Good implementation and security practices

If you are deploying SynthID Text, treat the configuration as production secret: Store keys and seeds in a secure manager, enforce access controls, and allow for periodic rotation. Preventing leaks reduces the attack surface against reverse engineering attempts.
Design a plan to monitoring for your detector: record false positive/negative rates, adjust thresholds according to context and decide your detection policy exposure (private, semi-private via API, or public) with clear legal and operational criteria. And if multiple models share a tokenizer, consider training a common detector with examples of all of them to simplify maintenance.
At the performance level, it assesses the impact of sampling_table_size in memory and latency, and choose a ngram_len that balances your tolerance for edits with the need for reliable detection. Remember to exclude repeated n-grams (via context_history_size) to improve the signal in flowing text.
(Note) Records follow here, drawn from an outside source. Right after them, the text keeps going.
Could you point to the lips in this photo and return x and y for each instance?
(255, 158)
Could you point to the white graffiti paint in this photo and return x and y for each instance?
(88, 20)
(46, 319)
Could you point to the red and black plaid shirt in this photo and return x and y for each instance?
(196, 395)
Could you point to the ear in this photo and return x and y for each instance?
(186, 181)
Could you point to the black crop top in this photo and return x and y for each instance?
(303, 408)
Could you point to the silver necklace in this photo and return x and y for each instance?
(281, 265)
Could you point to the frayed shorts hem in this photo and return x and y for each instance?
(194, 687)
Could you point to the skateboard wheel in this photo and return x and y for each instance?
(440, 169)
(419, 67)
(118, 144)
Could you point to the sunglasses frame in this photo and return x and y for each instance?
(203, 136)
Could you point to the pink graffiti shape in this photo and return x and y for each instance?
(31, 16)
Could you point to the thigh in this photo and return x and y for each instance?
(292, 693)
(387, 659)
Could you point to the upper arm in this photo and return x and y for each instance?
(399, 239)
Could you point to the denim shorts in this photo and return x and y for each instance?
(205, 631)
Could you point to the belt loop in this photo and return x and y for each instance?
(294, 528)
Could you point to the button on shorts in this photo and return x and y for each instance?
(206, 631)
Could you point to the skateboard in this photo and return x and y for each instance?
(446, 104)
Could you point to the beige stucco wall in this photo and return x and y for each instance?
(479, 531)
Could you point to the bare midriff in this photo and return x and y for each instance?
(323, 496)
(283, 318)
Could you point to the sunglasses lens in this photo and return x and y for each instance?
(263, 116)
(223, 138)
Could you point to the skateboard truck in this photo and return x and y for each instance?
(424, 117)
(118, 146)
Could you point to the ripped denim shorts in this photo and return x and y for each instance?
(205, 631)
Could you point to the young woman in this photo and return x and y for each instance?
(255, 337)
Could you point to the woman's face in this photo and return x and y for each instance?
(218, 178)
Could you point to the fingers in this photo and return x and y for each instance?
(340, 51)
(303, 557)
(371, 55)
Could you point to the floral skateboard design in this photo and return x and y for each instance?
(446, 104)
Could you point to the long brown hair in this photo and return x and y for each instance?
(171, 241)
SynthID isn't a silver bullet against misinformation, but provides a fundamental building block for rebuilding the chain of trust in the era of generative AI. By embedding provenance signals in text, images, audio, and video, and opening up the text component to the community, Google DeepMind is pushing toward a future where authenticity can be audited in a practical, measurable, and, above all, compatible way with the creativity and quality of content.

Daniel Terrasa

Editor specialized in technology and internet issues with more than ten years of experience in different digital media. I have worked as an editor and content creator for e-commerce, communication, online marketing and advertising companies. I have also written on economics, finance and other sectors websites. My work is also my passion. Now, through my articles in Tecnobits, I try to explore all the news and new opportunities that the world of technology offers us every day to improve our lives.